This is exactly like you use it until it breaks until you have a problem and then then you change uh the LM and I think it's the same how we use anything like our favorite text editor um operating systems or the browser. I mean there are so many browser options Safari, Firefox, Chrome, all the relatively similar but then there are edge cases maybe extensions you want to use and then you switch but I don't think there is any one who types the same thing like the website into different browsers and compares them.

You only do that when the website doesn't render if something breaks I think. So that's that's a good point. I think you use it until it breaks and then you explore other options. I think on the long context thing I was also a Gemini user for this but the GPT 5.2 to release blog had like crazy long context scores where a lot of people were like did they just figure out some algorithmic change.

It went from like 30% to like 70% or something in this minor model update. So it's also very hard to keep track of all of these things. But now I'm look more favorably at GPT 5.2's long context. So it's just kind of like how do I actually get to testing this never ending battle.

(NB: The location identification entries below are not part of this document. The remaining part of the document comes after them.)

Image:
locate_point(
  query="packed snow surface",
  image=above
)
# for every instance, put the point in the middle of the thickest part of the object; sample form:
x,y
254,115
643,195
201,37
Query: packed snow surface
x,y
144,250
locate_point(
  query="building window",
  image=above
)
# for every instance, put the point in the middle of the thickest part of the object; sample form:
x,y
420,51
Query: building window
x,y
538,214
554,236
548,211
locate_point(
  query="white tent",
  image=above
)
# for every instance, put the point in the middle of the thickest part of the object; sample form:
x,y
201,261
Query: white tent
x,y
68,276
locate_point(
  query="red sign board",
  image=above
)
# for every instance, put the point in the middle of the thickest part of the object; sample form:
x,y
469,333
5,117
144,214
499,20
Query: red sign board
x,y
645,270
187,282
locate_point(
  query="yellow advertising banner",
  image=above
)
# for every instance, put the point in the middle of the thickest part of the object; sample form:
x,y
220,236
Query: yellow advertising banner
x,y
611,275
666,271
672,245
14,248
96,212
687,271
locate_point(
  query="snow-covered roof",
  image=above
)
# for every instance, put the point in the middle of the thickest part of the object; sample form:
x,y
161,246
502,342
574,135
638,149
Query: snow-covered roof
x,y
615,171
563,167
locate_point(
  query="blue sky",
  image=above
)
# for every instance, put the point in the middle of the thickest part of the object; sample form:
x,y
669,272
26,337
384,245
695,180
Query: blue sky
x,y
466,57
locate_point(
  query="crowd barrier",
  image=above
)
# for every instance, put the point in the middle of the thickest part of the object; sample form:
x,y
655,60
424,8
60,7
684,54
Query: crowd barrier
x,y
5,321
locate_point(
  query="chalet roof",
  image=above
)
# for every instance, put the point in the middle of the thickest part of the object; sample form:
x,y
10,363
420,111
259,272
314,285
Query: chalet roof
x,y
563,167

It's interesting that none of us talked about the Chinese models from a user usage perspective. What does that say? Does that mean the Chinese models are not as good or does that mean we're just very biased and us focused?

I do think that that's currently the discrepancy between just the model and the platform. So I think the open models they are more known for the open weights, not their platform yet. There are also a lot of companies that are willing to sell you the open model inference at a very low cost.

I think like open router it's easy to do the look at multimodel things you could run deepseeek on perplexity I think all of us sitting here are like we use openai GPT5 pro consistently we're all willing to pay for the marginal intelligence gain and anyone that's like the these models from the US are better and in terms of the outputs I think that the question is will they stay better for this year and for years going but it's like so long as they're better I'm going to pay for it to use them

I think there's also analysis that shows that like the way that the Chinese models are served this you could argue due to export controls or not is that they use fewer GPUs for replica which makes them slower and have different errors and it's like the speed and intelligence if these things are in your favor as a user.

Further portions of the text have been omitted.